Just as I mention above, you can’t use a strcat because the data received does not contain a 0 at the end of the block.

The fprintf function is being use all over the world. It is very much extremely unlikely to be buggy… The way you handle “strings” is most definitely causing memory corruption which ends up crashing fprintf.

To be more clear :

char buffer[200];

This statement allocates space on the stack, since it’s local, the standard say the content is undefined.

then readconf( buffer…);

Say it read 4 bytes “OK\n\r”. If we’d look in the memory area where buffer lives we could see something like:

O K \n \r & @ D L F ! 2 … and so forth.

Notice the 4 first bytes are the received data, and the rest of the array is full of garbage, and what do you know none of them are 0. That means the string is very long, in fact we don’t even know how long it is. The 0 that terminates the string could end up being 1 Meg pass buffer, creating a 1 Meg string…

char buffer2[200];
buffer2[0] = 0; // create an empty string

strcpy ( buffer2, buffer );

Now what do you thing is going to happen? If you are lucking you get a SIGSEGV if not you get fprintf that crashes :wink:

Mario,

In his main loop he definitely has terminators thanks to the memsets so he can do the strcat call.

while(1) 
{ 
readcond(fd_ser, rbuffer, sizeof(rbuffer), 0, 0, 10); 
readcond(fd_ser, rbuffer_crc, 10, 10, 0, 10); 
strcat(rbuffer, rbuffer_crc); 

//////////////////////////////////////////////// 
//Write directly into GPSdata.txt 
//////////////////////////////////////////////// 
fprintf(fp_file, "%s", rbuffer); 

printf("******Data from GPS******\n%s\n", rbuffer); 
memset(rbuffer, 0, 300); //clear buffer 
memset(rbuffer_crc, 0, 12); 
} 

So unless the fprintf is crashing on the 1st time through the main loop (something he can check by incrementing a variable or he can just move the memsets to just before the readcond calls) it’s something else entirely that is causing the problem.

That aside, all your comments about his code is excellent advice.

Tim

[quote=“Tim”]
Mario,

In his main loop he definitely has terminators thanks to the memsets so he can do the strcat call.

[code]

Yes but it’s AFTER the first readconf. On the first call to readconf it’s already too late.

Maybe I am wrong but when I defined the rbuffer[300] and rbuffer_crc[12], I initialized them as empty arrays. I think there are also 0s at the end of these buffers, actually there are 300 0s and 12 0s separately.

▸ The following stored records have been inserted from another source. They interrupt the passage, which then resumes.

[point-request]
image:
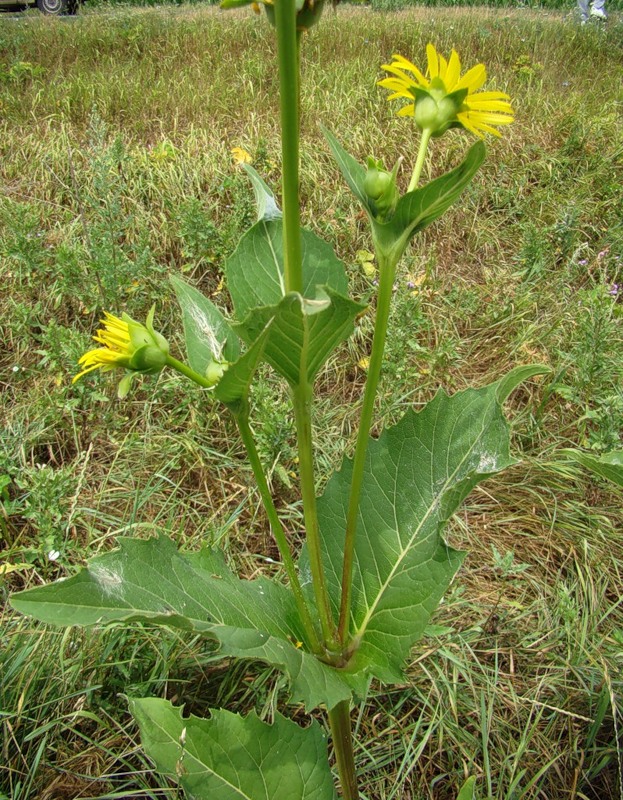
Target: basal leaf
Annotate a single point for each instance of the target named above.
(229, 757)
(265, 202)
(208, 335)
(255, 271)
(301, 332)
(151, 581)
(417, 474)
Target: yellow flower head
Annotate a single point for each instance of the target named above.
(127, 345)
(443, 99)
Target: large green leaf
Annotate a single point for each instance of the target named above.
(233, 388)
(255, 271)
(265, 202)
(415, 210)
(228, 757)
(609, 465)
(151, 581)
(208, 335)
(417, 474)
(302, 332)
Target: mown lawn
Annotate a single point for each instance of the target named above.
(116, 171)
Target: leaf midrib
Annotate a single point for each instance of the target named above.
(370, 613)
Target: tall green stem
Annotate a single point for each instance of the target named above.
(339, 721)
(242, 420)
(387, 272)
(278, 532)
(301, 397)
(287, 42)
(421, 156)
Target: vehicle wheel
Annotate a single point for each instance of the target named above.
(57, 6)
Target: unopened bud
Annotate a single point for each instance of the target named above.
(380, 188)
(148, 359)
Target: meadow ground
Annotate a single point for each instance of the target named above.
(115, 136)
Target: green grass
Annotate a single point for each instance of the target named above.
(116, 130)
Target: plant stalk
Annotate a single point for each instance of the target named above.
(288, 51)
(339, 721)
(417, 169)
(387, 272)
(242, 420)
(301, 398)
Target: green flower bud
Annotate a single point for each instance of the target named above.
(148, 358)
(380, 187)
(435, 110)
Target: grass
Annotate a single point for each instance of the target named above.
(116, 129)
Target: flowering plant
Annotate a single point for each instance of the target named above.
(375, 565)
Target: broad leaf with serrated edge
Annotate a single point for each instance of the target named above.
(229, 757)
(255, 271)
(417, 474)
(209, 337)
(265, 202)
(151, 581)
(233, 388)
(302, 332)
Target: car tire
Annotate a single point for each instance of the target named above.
(57, 6)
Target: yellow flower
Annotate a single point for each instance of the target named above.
(443, 99)
(127, 345)
(241, 156)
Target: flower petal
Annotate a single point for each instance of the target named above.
(433, 60)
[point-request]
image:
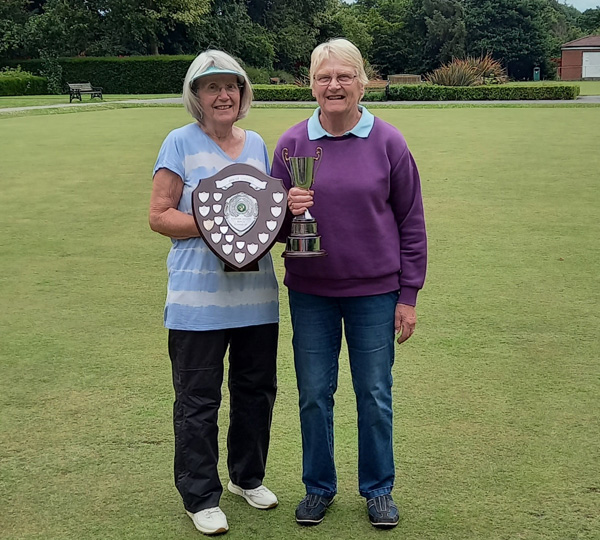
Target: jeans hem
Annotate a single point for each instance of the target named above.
(377, 492)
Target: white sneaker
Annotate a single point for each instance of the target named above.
(210, 521)
(260, 497)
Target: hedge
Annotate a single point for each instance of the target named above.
(429, 92)
(133, 74)
(129, 75)
(281, 92)
(22, 84)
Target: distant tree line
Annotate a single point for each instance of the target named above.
(396, 36)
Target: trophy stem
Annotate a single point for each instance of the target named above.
(303, 240)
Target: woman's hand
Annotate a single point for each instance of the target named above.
(405, 321)
(299, 200)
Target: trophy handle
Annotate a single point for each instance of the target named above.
(285, 154)
(319, 152)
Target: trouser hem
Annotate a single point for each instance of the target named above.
(377, 492)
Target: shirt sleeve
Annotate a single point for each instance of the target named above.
(170, 156)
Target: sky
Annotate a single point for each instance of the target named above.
(582, 5)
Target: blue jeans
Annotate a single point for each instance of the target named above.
(369, 331)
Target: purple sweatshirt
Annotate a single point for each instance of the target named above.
(369, 212)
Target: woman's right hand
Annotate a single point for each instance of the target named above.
(299, 200)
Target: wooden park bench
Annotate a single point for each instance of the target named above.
(76, 89)
(378, 85)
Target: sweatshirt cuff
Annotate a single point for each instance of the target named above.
(408, 296)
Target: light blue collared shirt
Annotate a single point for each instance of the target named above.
(362, 129)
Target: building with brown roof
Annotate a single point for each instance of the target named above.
(581, 59)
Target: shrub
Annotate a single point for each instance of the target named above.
(429, 92)
(282, 92)
(258, 75)
(375, 95)
(15, 82)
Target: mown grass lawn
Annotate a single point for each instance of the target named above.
(588, 88)
(496, 396)
(31, 101)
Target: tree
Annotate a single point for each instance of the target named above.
(589, 21)
(391, 50)
(63, 28)
(142, 26)
(13, 20)
(446, 31)
(228, 26)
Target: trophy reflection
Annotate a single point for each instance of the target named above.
(303, 240)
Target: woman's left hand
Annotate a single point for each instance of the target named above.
(405, 321)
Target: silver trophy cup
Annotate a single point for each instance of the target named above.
(303, 240)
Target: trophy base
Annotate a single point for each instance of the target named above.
(292, 254)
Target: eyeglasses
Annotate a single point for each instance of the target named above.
(213, 89)
(344, 79)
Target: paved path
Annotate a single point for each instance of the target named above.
(579, 100)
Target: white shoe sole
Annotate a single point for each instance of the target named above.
(239, 491)
(209, 532)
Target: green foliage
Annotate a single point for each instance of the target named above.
(52, 71)
(15, 82)
(130, 75)
(282, 92)
(514, 31)
(446, 32)
(375, 95)
(430, 92)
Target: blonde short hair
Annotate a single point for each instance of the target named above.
(343, 50)
(222, 61)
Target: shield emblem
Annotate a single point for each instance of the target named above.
(239, 212)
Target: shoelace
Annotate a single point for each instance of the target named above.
(257, 491)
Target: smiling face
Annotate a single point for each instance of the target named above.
(335, 98)
(219, 97)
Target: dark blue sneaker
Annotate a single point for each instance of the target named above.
(312, 508)
(383, 512)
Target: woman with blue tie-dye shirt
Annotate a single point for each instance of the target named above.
(208, 309)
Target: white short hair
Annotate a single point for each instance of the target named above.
(214, 59)
(343, 50)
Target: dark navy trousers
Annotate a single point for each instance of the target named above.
(197, 360)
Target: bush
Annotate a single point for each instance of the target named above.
(429, 92)
(14, 82)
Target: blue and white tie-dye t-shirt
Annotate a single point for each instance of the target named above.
(201, 295)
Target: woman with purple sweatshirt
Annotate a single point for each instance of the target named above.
(367, 203)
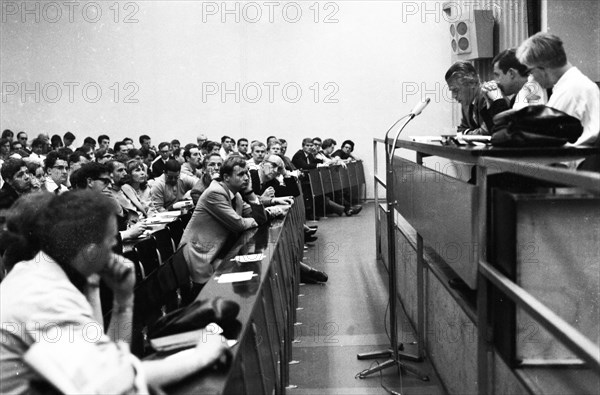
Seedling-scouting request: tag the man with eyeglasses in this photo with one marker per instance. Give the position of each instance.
(17, 181)
(572, 91)
(57, 172)
(158, 166)
(171, 187)
(477, 112)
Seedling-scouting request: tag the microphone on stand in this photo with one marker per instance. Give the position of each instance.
(419, 107)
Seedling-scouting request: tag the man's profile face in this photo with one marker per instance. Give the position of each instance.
(171, 177)
(308, 147)
(59, 172)
(243, 147)
(195, 157)
(21, 180)
(119, 173)
(238, 180)
(258, 154)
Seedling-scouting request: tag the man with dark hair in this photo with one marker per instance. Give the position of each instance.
(171, 187)
(76, 236)
(477, 114)
(227, 144)
(37, 149)
(227, 207)
(572, 91)
(68, 139)
(158, 166)
(243, 148)
(512, 79)
(90, 142)
(103, 141)
(56, 166)
(193, 161)
(17, 181)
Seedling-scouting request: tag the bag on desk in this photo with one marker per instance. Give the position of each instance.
(535, 126)
(196, 316)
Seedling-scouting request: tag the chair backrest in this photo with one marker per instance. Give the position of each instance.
(164, 244)
(147, 254)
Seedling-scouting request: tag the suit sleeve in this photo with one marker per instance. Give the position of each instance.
(219, 206)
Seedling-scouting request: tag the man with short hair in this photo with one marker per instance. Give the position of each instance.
(572, 92)
(226, 208)
(158, 166)
(76, 234)
(56, 166)
(511, 79)
(477, 114)
(258, 155)
(103, 141)
(193, 161)
(17, 181)
(243, 148)
(171, 187)
(68, 139)
(227, 144)
(22, 138)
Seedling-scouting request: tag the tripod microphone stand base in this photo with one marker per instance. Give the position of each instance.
(392, 363)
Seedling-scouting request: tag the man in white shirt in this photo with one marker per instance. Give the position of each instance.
(573, 92)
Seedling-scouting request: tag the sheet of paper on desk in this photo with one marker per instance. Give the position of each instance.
(249, 258)
(189, 339)
(235, 277)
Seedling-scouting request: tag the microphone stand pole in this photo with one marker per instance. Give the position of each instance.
(394, 354)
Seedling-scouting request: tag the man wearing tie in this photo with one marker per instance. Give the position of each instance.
(477, 112)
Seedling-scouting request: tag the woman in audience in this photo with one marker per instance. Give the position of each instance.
(136, 187)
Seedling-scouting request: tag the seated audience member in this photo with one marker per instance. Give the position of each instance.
(171, 187)
(120, 147)
(511, 79)
(37, 176)
(56, 166)
(213, 146)
(76, 235)
(37, 149)
(77, 159)
(345, 153)
(103, 141)
(193, 161)
(243, 147)
(572, 92)
(17, 182)
(18, 239)
(220, 214)
(164, 154)
(56, 142)
(136, 187)
(477, 115)
(145, 144)
(227, 144)
(68, 139)
(210, 165)
(258, 154)
(103, 155)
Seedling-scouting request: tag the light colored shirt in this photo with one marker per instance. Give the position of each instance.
(39, 306)
(576, 95)
(163, 195)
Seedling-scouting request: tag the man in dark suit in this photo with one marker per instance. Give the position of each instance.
(477, 114)
(227, 207)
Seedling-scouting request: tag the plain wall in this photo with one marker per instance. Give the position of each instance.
(379, 58)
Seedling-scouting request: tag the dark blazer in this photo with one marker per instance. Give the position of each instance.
(305, 161)
(213, 222)
(477, 118)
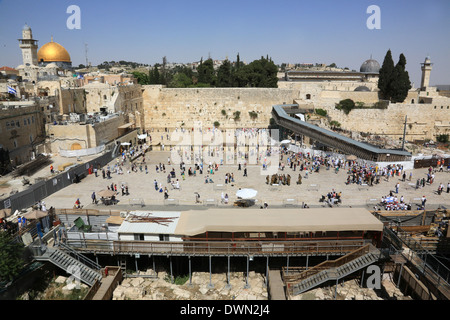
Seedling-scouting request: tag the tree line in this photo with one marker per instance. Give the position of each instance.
(259, 73)
(393, 81)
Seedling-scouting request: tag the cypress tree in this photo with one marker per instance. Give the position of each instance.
(400, 83)
(385, 76)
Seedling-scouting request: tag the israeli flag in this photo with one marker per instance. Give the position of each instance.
(12, 90)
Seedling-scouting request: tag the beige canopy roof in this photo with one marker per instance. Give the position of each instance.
(277, 220)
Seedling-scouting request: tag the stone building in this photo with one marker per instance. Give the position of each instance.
(49, 63)
(21, 129)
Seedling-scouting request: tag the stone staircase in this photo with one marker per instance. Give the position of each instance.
(79, 266)
(311, 278)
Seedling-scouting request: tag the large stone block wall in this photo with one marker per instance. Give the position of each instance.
(87, 136)
(423, 120)
(177, 108)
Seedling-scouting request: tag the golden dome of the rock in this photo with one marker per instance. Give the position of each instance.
(53, 51)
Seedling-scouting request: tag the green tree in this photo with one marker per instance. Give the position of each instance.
(346, 105)
(180, 80)
(206, 72)
(262, 73)
(224, 75)
(154, 76)
(385, 76)
(400, 83)
(141, 77)
(11, 261)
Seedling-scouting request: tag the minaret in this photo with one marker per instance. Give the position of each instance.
(28, 46)
(426, 70)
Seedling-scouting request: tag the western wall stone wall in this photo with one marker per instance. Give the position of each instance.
(423, 120)
(178, 108)
(87, 136)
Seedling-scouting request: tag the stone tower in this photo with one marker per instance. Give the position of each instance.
(426, 71)
(28, 46)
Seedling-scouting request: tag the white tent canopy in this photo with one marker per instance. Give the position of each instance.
(273, 220)
(246, 193)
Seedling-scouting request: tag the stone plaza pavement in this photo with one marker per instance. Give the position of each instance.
(141, 188)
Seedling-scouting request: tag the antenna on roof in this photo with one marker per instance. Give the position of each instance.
(85, 52)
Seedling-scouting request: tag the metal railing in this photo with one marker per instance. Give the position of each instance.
(419, 256)
(217, 247)
(331, 264)
(81, 258)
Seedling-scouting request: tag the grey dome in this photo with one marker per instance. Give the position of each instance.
(362, 88)
(370, 66)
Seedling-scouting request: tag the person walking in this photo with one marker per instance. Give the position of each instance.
(424, 200)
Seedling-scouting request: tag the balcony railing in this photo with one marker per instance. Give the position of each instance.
(218, 247)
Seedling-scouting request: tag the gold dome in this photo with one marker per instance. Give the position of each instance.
(53, 52)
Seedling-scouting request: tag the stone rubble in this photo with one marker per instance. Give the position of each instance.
(160, 288)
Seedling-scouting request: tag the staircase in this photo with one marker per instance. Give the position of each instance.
(332, 270)
(79, 266)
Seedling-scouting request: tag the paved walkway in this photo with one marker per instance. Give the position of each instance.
(141, 187)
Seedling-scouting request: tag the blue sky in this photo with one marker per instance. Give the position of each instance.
(292, 31)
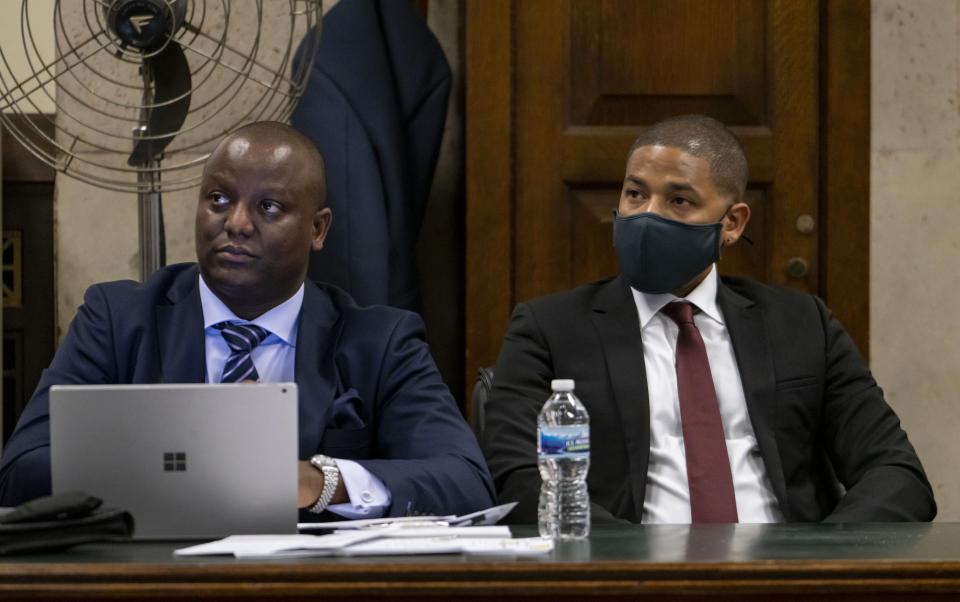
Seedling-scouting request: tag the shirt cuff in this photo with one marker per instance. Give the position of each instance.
(369, 497)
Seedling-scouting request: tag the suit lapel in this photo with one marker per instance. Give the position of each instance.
(315, 369)
(618, 329)
(180, 332)
(751, 347)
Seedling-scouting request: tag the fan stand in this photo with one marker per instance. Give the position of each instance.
(149, 205)
(150, 216)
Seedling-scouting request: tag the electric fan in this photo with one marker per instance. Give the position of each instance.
(144, 88)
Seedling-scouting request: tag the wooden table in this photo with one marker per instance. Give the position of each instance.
(734, 562)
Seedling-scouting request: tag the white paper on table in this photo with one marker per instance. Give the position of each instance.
(371, 522)
(400, 530)
(273, 545)
(488, 516)
(528, 546)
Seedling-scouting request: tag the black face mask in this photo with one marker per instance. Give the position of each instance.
(659, 255)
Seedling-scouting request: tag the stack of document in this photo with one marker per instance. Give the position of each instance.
(470, 534)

You’re right, I missed it. Hum then change the fprintf to something like fprintf(rbuffer, “%s”, “a know string” ); If it doesn’t crash then there is something wrong with rbuffer. If it still crashes, replace readcond() with a strcpy of what you expect to received. I’m still convince something gets corrupted, don’t see what though.

You should check the return value of the open of the serial port. Also check the return value of fprintf ( what if the disk gets full).

Before the fprintf, print the value of fd_file to make sure it doesn’t get corrupted.

write(fd_ser, wbuffer, sizeof(wbuffer)); should be
write(fd_ser,wbuffer, strlen ( wbuffer ) ); otherwise it’s sending extra 0.
Or don’t put a size in [] and do a sizeof(wbuffer)-1. The -1 is to not send the extra 0.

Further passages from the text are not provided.